Es imperativo que les platique mi último encuentro cercano con el lado oscuro.
Mientras a Monterrey llegaba un frente frío que disminuyó diez grados la temperatura en menos de cinco horas, mi avión se encontraba en el aire con la intención de aterrizar en la Sultana del Norte luego de haber despegado del DF.
Después de cuarenta minutos de vuelo y ya casi llegando a MTY, el piloto nos pidió abrochar cinturones porque se avecinaba turbulencia. Ésta desagradable condición aeronáutica, que aún me tiene mareado, duró aproximadamente 15 minutos NONSTOP.
Al iniciar el descenso, la tripulación desapareció (nadie sabía donde estaban las aeromozas aún y cuando los vasos y cacahuates de la mayoría de los pasajeros se encontraban tirados y rodando por el piso) y el avión se comenzó a tambalear más y más. En ese momento me arrepentí de haber pedido jugo de naranja y no una
cerveza. El avión se tambaleaba como barco camararonero en altamar. Empezó a oler a miedo.
Las reacciones no se hicieron esperar, una señora sacó un rosario, varias comenzaron a rezar, los niños a llorar y muchos pasajeros a exclamar en voz alta una -ahora graciosa- gran cantidad de vituperios y otras frases propias del que ve la muerte ante sus ojos: Que alguien nos ayude, Ay diosito santo, Qué está pasando. Aunque sinceramente, lo más común fue un sonoro: No mames, no mames, algo indigno para un pueblo guadalupano como el nuestro.
Yo pensé de todo. Lo primero: No puede ser que esto esté pasando. Segundo: Que bueno que estoy cerca de una salida de emergencia. Tercero: ¿Cómo se abre la salida de emergencia?. Cuarto: ¿De que llora esta señora que está al lado mío, ella como quiera ya vivió, pero yo, un joven de 22 con toda la vida por delante...
Nos aproximamos cada vez más a la pista de aterrizaje de emergencia del aeropuerto Mariano Escobedo, pero los tambaleos en el avión seguían y cada vez eran más pronunciados. Me alarmé más cuando pude observar por la ventanilla del asiento 17A una larga fila de ambulancias y carros de bomberos aguardando a una prudente distancia de donde se suponía iba a aterrizar nuestro avión.

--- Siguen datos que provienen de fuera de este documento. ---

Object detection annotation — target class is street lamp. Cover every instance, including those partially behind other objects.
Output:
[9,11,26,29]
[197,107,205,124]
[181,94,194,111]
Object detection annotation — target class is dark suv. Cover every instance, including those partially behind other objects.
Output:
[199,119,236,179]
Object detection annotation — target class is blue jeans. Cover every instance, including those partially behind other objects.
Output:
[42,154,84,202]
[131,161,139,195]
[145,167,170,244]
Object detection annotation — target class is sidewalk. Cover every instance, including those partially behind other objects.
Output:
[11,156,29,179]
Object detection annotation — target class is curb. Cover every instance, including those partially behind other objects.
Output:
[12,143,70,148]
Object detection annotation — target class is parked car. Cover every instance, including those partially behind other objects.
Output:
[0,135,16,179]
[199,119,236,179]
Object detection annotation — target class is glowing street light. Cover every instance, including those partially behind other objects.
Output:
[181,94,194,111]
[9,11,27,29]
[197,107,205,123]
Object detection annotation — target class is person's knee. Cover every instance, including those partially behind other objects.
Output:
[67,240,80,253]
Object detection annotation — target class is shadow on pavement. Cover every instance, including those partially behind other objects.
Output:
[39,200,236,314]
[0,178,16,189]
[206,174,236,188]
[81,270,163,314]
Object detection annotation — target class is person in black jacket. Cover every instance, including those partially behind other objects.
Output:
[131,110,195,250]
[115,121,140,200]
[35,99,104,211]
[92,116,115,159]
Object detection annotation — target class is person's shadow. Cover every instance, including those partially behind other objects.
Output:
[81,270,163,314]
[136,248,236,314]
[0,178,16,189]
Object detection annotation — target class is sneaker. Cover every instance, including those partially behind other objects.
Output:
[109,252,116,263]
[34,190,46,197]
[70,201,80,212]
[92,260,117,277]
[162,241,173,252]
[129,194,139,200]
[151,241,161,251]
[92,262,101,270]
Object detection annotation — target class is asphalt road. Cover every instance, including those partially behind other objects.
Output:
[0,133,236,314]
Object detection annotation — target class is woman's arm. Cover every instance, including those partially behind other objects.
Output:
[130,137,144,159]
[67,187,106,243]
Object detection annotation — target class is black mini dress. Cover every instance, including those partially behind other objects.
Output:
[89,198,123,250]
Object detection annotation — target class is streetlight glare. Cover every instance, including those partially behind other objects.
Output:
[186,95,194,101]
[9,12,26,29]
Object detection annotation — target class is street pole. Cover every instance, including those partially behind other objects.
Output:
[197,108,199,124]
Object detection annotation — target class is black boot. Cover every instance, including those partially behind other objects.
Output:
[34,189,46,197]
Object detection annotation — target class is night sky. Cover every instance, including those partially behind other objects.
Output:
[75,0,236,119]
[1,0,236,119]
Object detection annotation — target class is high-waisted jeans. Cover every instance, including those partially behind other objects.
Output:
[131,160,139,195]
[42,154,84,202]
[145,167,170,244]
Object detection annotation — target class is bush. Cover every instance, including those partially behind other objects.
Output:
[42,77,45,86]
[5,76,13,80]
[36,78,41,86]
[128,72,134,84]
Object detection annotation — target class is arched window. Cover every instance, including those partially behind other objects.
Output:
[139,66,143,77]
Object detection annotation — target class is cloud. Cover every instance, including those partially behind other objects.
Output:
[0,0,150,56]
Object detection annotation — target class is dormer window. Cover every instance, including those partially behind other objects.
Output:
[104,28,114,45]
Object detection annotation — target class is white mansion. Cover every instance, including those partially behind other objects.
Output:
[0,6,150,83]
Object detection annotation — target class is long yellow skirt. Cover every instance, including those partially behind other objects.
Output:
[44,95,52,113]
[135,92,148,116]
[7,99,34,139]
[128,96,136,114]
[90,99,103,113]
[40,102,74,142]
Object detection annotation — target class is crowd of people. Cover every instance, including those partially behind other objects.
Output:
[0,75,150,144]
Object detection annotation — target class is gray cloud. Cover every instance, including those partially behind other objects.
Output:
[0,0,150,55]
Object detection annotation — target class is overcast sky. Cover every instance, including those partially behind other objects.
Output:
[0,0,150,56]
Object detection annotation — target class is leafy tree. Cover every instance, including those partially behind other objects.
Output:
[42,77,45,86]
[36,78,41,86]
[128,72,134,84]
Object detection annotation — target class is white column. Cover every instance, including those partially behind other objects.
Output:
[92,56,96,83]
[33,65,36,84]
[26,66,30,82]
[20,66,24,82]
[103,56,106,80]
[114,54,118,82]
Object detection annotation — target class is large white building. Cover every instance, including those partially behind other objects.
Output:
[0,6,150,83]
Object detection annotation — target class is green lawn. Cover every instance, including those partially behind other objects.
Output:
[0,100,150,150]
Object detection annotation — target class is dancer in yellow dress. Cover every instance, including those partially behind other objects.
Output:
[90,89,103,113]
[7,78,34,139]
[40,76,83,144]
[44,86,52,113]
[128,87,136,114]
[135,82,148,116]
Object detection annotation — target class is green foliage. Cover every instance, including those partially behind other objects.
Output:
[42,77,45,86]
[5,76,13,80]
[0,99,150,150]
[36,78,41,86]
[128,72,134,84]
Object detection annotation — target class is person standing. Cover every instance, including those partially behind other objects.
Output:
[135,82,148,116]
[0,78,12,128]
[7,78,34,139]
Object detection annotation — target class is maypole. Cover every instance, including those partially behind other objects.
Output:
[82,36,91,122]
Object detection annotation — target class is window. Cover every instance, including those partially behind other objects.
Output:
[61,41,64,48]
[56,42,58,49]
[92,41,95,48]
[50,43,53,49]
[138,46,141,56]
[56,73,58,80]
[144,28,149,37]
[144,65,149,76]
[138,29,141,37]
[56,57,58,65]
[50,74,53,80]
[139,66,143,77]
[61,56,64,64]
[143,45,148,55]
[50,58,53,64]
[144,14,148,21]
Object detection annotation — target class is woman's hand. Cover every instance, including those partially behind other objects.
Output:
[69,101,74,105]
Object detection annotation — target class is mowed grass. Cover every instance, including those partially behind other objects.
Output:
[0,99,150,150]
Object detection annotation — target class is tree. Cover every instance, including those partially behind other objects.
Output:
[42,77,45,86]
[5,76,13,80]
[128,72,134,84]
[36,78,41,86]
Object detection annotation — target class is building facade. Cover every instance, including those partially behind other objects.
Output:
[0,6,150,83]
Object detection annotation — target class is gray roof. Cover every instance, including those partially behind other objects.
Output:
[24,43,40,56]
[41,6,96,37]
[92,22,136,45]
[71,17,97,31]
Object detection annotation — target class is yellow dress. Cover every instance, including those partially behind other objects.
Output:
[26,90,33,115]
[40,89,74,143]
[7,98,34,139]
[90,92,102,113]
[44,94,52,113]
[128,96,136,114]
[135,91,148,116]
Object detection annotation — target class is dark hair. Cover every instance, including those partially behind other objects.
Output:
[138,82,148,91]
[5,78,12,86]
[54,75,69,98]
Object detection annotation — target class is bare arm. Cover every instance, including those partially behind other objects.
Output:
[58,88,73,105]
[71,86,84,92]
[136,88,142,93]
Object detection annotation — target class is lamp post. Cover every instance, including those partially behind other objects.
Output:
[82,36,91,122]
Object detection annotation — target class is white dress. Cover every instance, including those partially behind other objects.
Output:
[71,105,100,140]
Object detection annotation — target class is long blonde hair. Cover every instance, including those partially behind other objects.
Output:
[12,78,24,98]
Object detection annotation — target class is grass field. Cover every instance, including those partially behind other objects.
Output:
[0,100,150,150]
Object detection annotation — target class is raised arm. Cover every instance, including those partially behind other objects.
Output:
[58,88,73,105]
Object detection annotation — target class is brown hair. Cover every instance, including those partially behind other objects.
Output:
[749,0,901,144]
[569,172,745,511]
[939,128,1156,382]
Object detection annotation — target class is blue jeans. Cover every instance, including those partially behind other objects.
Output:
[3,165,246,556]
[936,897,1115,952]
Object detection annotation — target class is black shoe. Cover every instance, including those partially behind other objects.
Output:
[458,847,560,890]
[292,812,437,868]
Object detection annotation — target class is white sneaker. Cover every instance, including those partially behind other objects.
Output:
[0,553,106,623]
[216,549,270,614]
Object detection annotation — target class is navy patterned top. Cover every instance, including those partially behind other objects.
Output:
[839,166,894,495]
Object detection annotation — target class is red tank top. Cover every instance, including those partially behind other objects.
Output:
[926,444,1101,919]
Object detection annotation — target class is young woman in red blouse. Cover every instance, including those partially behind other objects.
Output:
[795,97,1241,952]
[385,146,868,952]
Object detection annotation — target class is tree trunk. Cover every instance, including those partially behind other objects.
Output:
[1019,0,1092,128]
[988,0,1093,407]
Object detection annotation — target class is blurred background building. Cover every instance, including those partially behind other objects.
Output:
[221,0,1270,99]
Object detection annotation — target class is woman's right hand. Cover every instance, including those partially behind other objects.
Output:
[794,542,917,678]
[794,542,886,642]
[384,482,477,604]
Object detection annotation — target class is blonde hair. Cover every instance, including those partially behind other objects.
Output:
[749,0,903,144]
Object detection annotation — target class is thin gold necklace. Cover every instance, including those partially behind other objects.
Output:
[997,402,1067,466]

Yo sabía que algo iba a pasar, era demasiado obvio que el avión le iba a llegar muy descompuesto a la pista. Por las ventanillas a veces se veían la luces de la ciudad y luego desaparecían, muestra de que el tambaleo era sumamente pronunciado a una altitud ya francamente baja.
Cuando las llantas tocaron la pista, el avión siguió descompuesto y comenzó a derrapar. Los motores se prendieron al máximo para intentar frenar el ya inminente peligroso aterrizaje. Nos derrapamos como un vocho, rodaron miles de cosas por el piso del avión. Pero no fue necesario utilizar la capacidad extingue fuegos del cuerpo de bomberos. Las ambulancias sólo para algunos shockeados.